Zusätzlich regt die Kommission die Schaffung eines europäischen Vorstrafenregisters an. Erste konkrete Vorschläge will die Brüsseler Behörde bis Ende dieses Monats vorlegen. Die bereits existierende "schwarze Liste" von Terrororganisationen soll künftig schneller erweiterbar sein. Statt wie bisher einstimmig über die Aufnahme von Terrorgruppen in diese Liste zu entscheiden, sollten die EU-Staaten künftig mit qualifizierter Mehrheit darüber entscheiden, sagte ein Sprecher von EU-Innenkommissar Antonio Vitorino.
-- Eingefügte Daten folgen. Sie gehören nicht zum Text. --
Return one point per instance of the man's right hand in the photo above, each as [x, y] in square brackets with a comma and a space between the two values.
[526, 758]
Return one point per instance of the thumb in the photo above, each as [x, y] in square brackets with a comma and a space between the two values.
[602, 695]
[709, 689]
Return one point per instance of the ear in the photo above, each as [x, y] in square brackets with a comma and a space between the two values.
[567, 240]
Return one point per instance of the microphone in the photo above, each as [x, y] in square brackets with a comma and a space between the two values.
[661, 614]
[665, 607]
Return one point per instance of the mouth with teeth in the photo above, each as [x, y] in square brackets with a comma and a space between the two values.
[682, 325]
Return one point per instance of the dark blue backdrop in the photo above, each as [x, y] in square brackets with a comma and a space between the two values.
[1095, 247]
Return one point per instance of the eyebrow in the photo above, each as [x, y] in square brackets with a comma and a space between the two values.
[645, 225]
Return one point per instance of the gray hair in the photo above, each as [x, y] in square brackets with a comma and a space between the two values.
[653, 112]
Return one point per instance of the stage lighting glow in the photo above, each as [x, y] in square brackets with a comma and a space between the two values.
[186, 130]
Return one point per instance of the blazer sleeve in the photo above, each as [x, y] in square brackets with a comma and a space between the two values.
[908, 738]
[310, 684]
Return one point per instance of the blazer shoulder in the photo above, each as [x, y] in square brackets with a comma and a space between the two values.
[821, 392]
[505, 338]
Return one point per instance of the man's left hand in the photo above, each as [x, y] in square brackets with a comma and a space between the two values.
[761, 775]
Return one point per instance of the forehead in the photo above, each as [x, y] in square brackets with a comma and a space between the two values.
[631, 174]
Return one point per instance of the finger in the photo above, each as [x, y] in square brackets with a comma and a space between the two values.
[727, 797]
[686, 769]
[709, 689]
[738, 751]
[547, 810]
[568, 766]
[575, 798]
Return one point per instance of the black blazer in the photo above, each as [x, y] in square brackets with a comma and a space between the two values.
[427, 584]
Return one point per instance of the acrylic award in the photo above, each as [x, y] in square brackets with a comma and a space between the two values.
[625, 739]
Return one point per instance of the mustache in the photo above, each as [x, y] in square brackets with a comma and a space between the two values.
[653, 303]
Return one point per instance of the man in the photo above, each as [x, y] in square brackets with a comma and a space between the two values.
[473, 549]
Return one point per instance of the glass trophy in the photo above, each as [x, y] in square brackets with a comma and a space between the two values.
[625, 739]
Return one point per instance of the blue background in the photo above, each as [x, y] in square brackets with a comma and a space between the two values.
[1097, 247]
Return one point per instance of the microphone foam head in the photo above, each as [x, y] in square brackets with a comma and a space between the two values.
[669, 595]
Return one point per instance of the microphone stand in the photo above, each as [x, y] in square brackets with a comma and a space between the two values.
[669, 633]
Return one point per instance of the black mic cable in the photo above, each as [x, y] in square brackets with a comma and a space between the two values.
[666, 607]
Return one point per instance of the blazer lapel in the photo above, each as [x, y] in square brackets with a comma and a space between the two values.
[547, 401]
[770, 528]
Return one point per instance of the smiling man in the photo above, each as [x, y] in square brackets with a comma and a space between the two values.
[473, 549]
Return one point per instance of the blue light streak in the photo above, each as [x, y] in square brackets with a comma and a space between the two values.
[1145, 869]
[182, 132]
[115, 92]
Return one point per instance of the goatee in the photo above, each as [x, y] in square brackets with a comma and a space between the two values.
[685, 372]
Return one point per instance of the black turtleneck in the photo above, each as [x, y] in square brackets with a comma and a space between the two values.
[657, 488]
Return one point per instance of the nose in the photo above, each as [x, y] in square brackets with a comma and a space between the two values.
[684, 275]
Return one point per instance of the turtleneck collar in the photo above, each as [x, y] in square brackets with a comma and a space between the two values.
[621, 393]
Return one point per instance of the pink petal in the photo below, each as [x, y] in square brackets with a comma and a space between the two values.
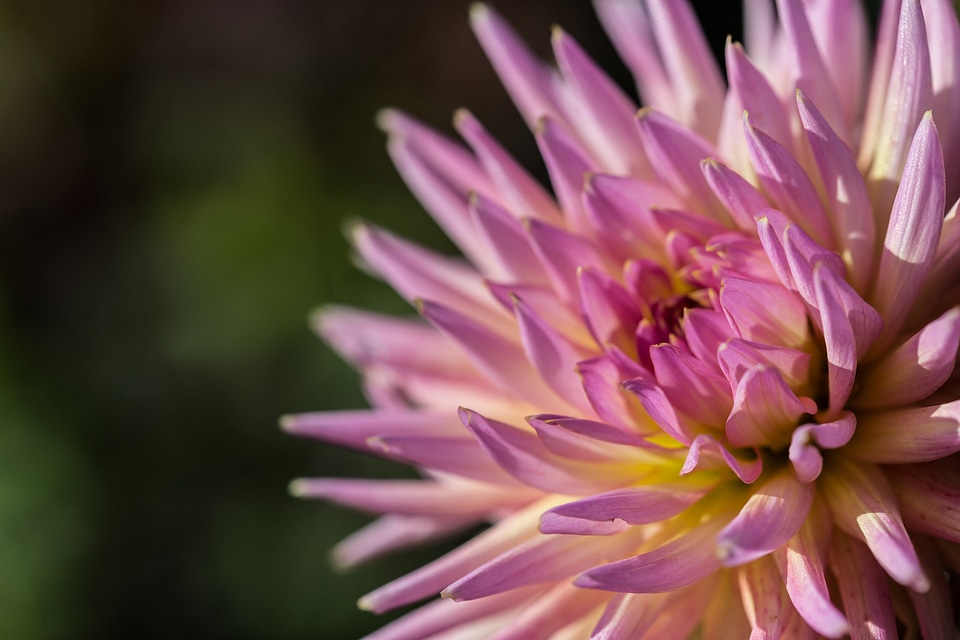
[660, 409]
[934, 608]
[724, 616]
[631, 505]
[413, 497]
[840, 341]
[756, 96]
[841, 32]
[765, 410]
[429, 579]
[589, 433]
[908, 95]
[863, 505]
[366, 338]
[706, 453]
[509, 256]
[553, 356]
[800, 563]
[532, 85]
[609, 310]
[929, 497]
[463, 456]
[916, 368]
[809, 70]
[562, 254]
[914, 229]
[679, 563]
[568, 163]
[442, 615]
[738, 196]
[391, 533]
[679, 152]
[943, 37]
[737, 356]
[497, 357]
[804, 456]
[418, 273]
[786, 184]
[551, 612]
[619, 209]
[601, 384]
[606, 114]
[706, 331]
[863, 589]
[903, 436]
[764, 313]
[541, 559]
[690, 385]
[661, 615]
[761, 589]
[690, 65]
[519, 191]
[525, 457]
[354, 428]
[853, 222]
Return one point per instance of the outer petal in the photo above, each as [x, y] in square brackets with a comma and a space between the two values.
[677, 564]
[916, 368]
[863, 589]
[632, 505]
[902, 436]
[773, 514]
[853, 222]
[863, 505]
[929, 497]
[431, 578]
[801, 565]
[914, 230]
[765, 410]
[909, 93]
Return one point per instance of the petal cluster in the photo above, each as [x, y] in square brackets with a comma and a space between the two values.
[703, 386]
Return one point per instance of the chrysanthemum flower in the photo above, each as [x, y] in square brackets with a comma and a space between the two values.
[707, 384]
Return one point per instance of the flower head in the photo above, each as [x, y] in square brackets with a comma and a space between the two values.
[706, 385]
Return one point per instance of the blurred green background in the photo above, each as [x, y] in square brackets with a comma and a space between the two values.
[173, 180]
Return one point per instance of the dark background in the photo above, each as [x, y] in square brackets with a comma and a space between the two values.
[173, 180]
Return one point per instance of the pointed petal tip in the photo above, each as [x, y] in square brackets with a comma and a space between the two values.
[298, 488]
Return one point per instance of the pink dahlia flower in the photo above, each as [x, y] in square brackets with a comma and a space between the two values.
[707, 382]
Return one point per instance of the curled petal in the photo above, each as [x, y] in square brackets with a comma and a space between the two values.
[525, 457]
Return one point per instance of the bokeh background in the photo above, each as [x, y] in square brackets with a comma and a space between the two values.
[174, 177]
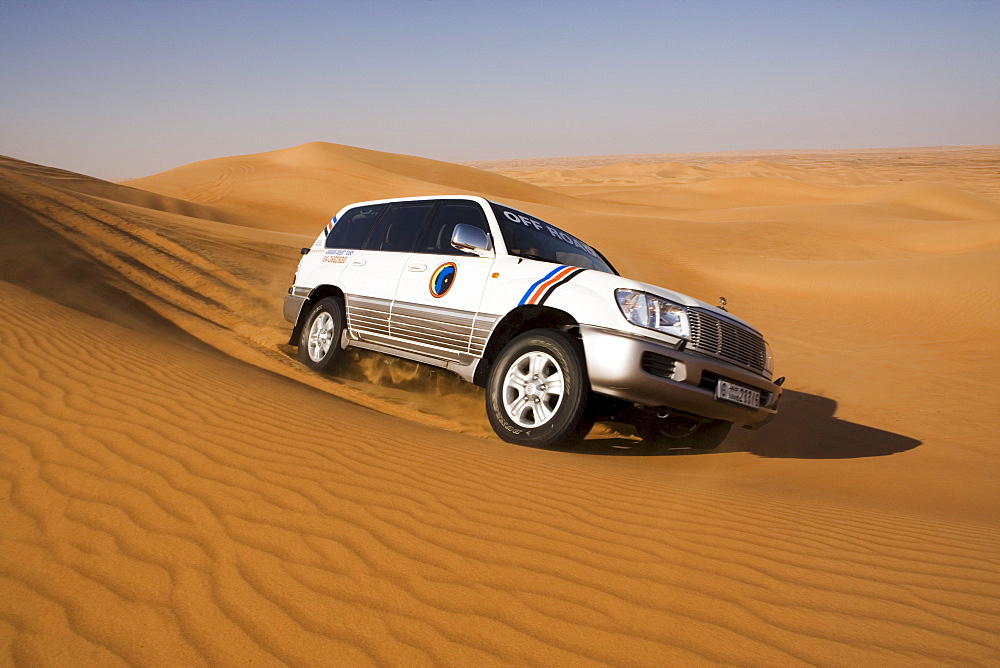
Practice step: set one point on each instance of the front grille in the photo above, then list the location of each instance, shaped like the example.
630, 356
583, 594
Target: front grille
722, 338
658, 365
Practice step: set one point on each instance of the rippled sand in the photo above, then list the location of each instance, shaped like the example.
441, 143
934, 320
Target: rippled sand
175, 489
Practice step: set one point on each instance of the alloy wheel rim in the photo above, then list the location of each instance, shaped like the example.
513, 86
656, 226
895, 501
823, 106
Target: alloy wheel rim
320, 337
533, 389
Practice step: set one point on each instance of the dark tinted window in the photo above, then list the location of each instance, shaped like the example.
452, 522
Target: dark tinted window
400, 226
437, 240
529, 237
351, 230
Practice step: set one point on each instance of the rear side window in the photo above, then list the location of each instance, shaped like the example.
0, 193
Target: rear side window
351, 230
437, 240
400, 226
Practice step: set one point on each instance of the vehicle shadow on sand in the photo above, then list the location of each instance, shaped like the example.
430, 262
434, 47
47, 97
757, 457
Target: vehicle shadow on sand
806, 428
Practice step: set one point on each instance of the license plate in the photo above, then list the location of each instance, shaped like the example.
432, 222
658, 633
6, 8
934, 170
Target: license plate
737, 394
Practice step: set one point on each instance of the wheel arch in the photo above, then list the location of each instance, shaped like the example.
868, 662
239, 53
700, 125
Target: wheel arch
522, 319
319, 292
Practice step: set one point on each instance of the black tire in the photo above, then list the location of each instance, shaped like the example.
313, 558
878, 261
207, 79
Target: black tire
672, 433
319, 340
521, 408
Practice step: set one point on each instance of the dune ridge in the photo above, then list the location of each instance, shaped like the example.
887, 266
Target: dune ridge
176, 489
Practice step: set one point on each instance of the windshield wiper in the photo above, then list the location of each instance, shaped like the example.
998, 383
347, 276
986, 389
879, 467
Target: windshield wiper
530, 256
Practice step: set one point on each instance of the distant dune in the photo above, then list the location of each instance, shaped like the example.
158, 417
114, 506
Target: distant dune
175, 489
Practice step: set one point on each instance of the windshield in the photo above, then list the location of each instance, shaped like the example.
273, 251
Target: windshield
537, 240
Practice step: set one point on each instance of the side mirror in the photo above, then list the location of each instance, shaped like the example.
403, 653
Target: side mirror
470, 238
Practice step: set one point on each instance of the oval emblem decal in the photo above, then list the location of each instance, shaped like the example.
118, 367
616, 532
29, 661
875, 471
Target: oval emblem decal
443, 278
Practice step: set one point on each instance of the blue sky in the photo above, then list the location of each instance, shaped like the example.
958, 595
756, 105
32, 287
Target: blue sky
125, 89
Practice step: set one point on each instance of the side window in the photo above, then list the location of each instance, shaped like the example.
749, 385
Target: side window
437, 240
353, 227
399, 228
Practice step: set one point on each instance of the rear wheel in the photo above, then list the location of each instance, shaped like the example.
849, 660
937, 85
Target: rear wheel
537, 390
319, 342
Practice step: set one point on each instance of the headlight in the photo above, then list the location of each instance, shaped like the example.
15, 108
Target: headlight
652, 312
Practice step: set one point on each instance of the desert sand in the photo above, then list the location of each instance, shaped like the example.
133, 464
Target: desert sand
176, 489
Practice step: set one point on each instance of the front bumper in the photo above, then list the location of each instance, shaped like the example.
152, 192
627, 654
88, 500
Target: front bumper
656, 375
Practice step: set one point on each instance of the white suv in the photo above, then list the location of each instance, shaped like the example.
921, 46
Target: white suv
534, 315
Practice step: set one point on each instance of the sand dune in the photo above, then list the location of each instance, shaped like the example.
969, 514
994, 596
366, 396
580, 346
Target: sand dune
176, 489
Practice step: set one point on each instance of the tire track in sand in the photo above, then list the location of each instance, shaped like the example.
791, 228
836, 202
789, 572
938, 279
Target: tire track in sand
164, 505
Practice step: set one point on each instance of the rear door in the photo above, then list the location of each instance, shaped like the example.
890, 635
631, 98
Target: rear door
373, 271
436, 309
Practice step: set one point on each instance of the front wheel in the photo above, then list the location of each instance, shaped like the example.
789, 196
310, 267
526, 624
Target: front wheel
537, 390
319, 342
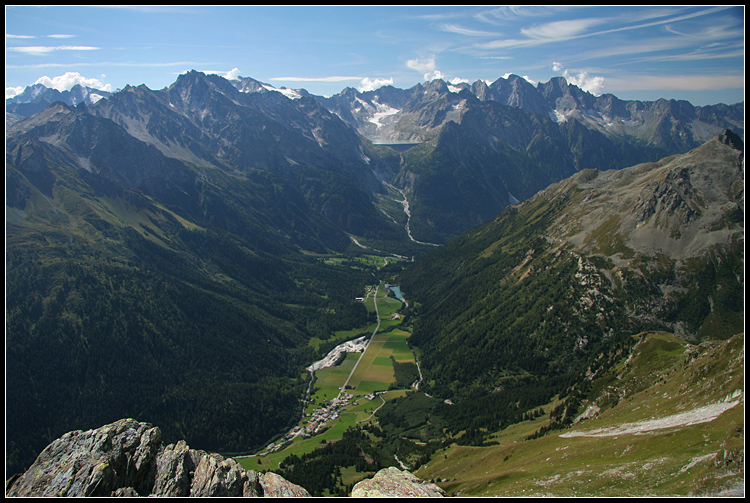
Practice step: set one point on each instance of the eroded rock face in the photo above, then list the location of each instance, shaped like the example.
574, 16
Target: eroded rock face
126, 458
392, 482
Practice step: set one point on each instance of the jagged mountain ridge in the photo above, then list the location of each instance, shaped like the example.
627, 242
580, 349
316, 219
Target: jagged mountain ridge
266, 212
37, 97
655, 246
522, 137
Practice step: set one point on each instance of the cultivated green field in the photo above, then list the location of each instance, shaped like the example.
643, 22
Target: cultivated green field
373, 373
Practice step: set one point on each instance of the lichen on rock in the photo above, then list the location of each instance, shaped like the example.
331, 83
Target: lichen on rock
392, 482
126, 458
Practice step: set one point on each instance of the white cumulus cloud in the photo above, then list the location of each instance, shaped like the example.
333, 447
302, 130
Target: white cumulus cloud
369, 84
436, 74
589, 83
422, 66
70, 79
232, 74
13, 91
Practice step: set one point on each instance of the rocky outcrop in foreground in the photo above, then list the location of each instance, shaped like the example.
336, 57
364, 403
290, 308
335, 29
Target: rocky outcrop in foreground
127, 458
392, 482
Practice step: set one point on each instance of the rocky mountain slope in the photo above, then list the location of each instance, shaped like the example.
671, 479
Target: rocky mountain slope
526, 301
128, 459
484, 147
666, 420
183, 226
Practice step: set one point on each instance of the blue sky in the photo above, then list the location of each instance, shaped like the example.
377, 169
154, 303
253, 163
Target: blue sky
646, 53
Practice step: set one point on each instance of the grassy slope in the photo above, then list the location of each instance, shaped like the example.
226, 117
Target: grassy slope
666, 376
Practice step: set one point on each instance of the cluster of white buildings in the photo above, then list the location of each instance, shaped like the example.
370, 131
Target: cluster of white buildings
317, 422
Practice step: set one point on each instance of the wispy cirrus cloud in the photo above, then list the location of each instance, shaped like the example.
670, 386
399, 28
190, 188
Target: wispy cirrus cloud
193, 64
557, 31
43, 50
561, 29
453, 28
589, 83
369, 84
422, 65
676, 82
334, 78
13, 91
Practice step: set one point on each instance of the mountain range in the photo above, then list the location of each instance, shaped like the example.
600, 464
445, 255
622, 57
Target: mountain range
475, 149
165, 249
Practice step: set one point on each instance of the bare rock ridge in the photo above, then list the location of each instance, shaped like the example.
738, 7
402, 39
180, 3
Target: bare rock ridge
393, 483
127, 458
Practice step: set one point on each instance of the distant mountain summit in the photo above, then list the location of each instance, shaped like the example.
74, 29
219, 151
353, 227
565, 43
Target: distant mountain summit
37, 97
465, 152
Die "schwarze Liste" dient der EU als Grundlage für das Einfrieren von Vermögen von Terrororganisationen. Seit den Anschlägen vom 11. September 2001 in den USA wurden in der EU mehr als 100 Bankkonten mit einem Gesamtwert von mindestens 1,6 Millionen Euro eingefroren, teilte eine Sprecherin von EU-Kommissar Chris Patten mit.
Für den besseren Informationsaustausch der Nachrichtendienste und Strafverfolgungs- und Justizbehörden spricht sich die EU-Kommission für die Einrichtung einer neuen Koordinierungsstelle aus. Darin sollen neben den nationalen Nachrichtendiensten auch die EU- Polizeibehörde Europol und die europäische Justizbehörde Eurojust eingebunden sein. Auch die EU-Kommission will an dieses Netzwerk angeschlossen sein. (apa)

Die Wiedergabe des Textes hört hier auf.